In the first part of the Spring term, we were studying the book The Great Kapok Tree.
The author and artist Lynne Cherry journeyed deep into the rain forests of Brazil to write and illustrate her gorgeous picture book The Great Kapok Tree: A Tale of the Amazon Rain Forest (1990).
One day, a man exhausts himself trying to chop down a giant kapok tree. While he sleeps, the forest's residents, including a child from the Yanomamo tribe, whisper in his ear about the importance of trees and how "all living things depend on one another" . . . and it works. Cherry's lovingly rendered colored pencil and watercolor drawings of all the "wondrous and rare animals" evoke the lush rain forests, as well as stunning world maps bordered by tree porcupines, emerald tree boas, and dozens more fascinating creatures.
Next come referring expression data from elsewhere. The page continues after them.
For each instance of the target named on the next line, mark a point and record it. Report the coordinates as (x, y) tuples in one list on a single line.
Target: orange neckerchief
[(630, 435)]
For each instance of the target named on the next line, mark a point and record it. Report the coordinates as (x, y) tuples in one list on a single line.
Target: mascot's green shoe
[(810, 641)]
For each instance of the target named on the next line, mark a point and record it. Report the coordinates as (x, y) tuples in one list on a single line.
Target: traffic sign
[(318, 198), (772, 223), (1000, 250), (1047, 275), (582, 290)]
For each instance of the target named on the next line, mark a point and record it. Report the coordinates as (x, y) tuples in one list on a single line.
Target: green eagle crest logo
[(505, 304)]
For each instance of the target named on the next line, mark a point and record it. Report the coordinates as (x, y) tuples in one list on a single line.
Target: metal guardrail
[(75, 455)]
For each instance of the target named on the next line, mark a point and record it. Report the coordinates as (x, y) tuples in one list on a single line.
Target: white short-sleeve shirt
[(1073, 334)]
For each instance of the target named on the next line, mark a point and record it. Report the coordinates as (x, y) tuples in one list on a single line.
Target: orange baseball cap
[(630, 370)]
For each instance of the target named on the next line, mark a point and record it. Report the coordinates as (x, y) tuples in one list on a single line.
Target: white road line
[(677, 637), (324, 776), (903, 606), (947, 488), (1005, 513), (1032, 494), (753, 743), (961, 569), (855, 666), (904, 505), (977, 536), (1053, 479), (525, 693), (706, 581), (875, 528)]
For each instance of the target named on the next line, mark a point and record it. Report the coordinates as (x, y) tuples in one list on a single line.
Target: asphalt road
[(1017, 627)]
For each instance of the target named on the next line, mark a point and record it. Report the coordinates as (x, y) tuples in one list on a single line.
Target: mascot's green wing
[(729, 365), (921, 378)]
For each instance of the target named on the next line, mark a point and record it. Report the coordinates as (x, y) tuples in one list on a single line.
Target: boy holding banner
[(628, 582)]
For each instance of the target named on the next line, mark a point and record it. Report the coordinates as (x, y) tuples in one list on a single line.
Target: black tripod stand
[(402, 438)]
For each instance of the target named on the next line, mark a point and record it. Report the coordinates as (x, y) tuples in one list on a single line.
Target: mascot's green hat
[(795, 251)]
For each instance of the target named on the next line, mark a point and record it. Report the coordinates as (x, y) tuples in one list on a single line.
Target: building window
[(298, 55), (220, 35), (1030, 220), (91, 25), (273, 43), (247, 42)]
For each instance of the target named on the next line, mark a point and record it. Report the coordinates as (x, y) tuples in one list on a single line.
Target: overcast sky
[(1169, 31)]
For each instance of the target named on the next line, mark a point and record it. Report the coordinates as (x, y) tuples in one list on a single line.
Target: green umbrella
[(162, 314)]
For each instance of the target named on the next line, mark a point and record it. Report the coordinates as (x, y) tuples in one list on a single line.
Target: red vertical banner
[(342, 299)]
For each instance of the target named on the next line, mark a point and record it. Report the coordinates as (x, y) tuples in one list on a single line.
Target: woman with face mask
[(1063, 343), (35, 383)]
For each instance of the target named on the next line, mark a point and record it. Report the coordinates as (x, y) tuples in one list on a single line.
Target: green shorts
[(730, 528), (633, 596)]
We are now looking at two books related to our topic of The Stone Age.
The Pebble in my Pocket: A History of our Earth
Where do pebbles come from? How were they made? This book tells the story of a pebble, from its origins in a fiery volcano 480 million years ago to a busy, modern landscape. Readers follow the processes of rock formation and erosion that create new pebbles all over the world.
Ug: Boy Genius Of The Stone Age And His Search For Soft Trousers
Ug and his parents are living in the Stone Age. And that means stone blankets, stone cold food, an even colder cave and, worst of all, hard stone trousers! Being an inquisitive and intelligent child, Ug suggests a series of modifications to improve the quality of family life. His ideas about heating, cooking, boats, and balls that actually bounce are met with a hostile reaction by his parents who don't know what he's going on about. Even Ug himself is occasionally unsure of the purpose of his inventions - his round stone that rolls down the hill is great, but what is it actually for? With the help of his father, who is slowly coming round to his son's way of thinking, Ug comes tantalisingly close to his ultimate garment goal, only to find that there are some obstacles even a boy genius can't overcome.